Não pude fugir à reação e engalfinhamo-nos em franco pugilato, mas nas mãos do padre José Maria, talvez alentados pela vingança, os dedos estavam convertidos em garras dilacerantes…
Humilhado e vencido, confiei-me às lágrimas… Em preces de arrependimento e compunção, roguei socorro…
Fui então recolhido por nossos benfeitores e, junto deles, minha odisseia desceu da culminância…
Internado num hospital e admitido a uma escola, tenho hoje a segurança que me conforta e a lição que me reergue; no entanto, quando retorno ao campo humano, seguindo, de perto, a equipe dos missionários do bem e da luz que nos amparam, sou novamente surpreendido pelo adversário que me procura e persegue sem repouso.
Ainda agora, em vos dirigindo a palavra, ei-lo fora do círculo magnético em que a oração nos protege, exclamando, desesperado: — Maldito sejas! Teu crime é tua sombra!…
Como vedes, sou um companheiro que vos fala da retaguarda. Um homem desencarnado, entre os raios da esperança e os tormentos da culpa…
Tenho a cabeça buscando as auras do Céu e os pés chumbados ao inferno que estabeleci para mim mesmo…
Para ser exato em minhas assertivas, não tenho ainda qualquer plano para o futuro, nem sei como apagar o incêndio de minhas velhas dívidas…

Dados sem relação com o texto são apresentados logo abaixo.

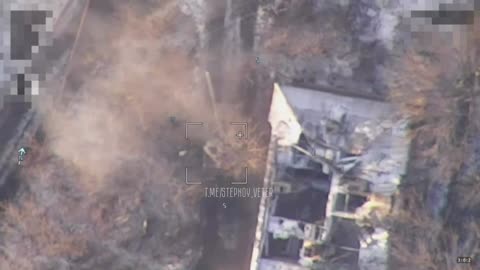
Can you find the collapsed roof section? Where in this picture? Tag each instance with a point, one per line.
(347, 133)
(328, 156)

Sou apenas um náufrago no oceano imenso das provas, recolhido, por mercê da Divina Providência, na embarcação da caridade, suspirando pela bênção da volta à vida física.
Enamorado da reencarnação que hoje vos enriquece e obedecendo aos instrutores amigos que nos inspiram, por agora, posso dizer-vos tão somente:
— Amigos, atendamos ao Evangelho do Cristo, valorizai vossa luta e abstende-vos do mal.
M. SILVA — Amigo espiritual não identificado.